Sen. Jeff Brandes, R-St. Petersburg, is a longtime advocate for prison reform and vice chair of the Senate’s criminal justice committee. His SB 746 would roll back provisions that prohibit repeat offenders from eligibility for any form of early release and that require reoffenders to serve 100 percent of their original sentence.
Florida treats what it calls “prison releasee reoffenders” with unusual severity, directing prosecutors to seek the maximum sentence — often life — for anyone who commits a new crime within three years of leaving prison. Florida has 13,600 inmates serving life in prison without parole — far more than any other state. Cost to taxpayers: more than $300 million a year.

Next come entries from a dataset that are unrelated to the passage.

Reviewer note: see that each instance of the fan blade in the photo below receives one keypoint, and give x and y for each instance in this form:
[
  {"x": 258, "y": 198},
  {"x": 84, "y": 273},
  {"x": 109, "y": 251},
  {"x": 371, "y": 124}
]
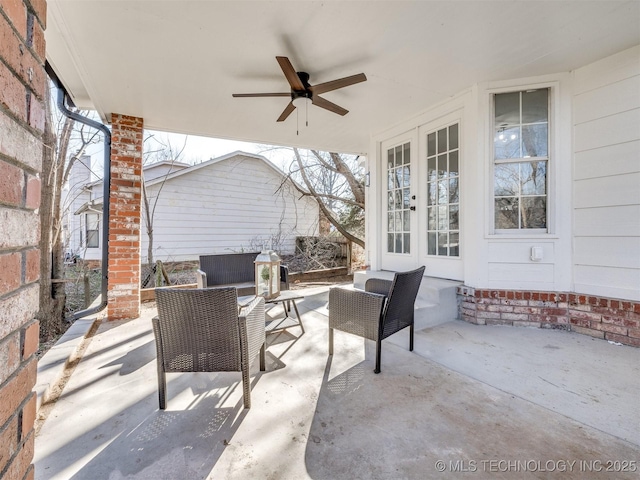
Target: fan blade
[
  {"x": 290, "y": 73},
  {"x": 340, "y": 83},
  {"x": 326, "y": 104},
  {"x": 287, "y": 111},
  {"x": 242, "y": 95}
]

Brandes’ prudent proposals have been rebuffed year after year, even with his own party in power. But this year could result in real progress, buoyed by greater awareness of harsh prison conditions nationwide and attitudes evolving back toward rehabilitation, not just pure punishment.
Other bills under consideration would take the logical next step of helping to shore up Florida’s probation system. Rep. Traci Koster, R-Tampa, filed a bill that would allow time off a probation period for good behavior and completion of life-skills programs. Another proposal by Rep. Dianne Hart, D-Tampa, would establish a program to prepare parole-eligible inmates for reintegration into society. It stands to reason that Florida might see a reduction in former inmates committing new crimes if it provided better support and guidance for people when they get out of prison.
It’s tough to get meaningful prison reform through the conservative Florida Legislature, which is too often focused on the cultural lightning rod of the moment, to the detriment of actual matters of public interest. Of all the proposals to improve the state’s prison system, reducing the minimum time inmates must serve from 85 percent to 75 percent of their original sentence shouldn’t be a hard sell. It would ease overcrowding, give inmates more incentive to work on their lives and — perhaps the easiest sell of all — save money.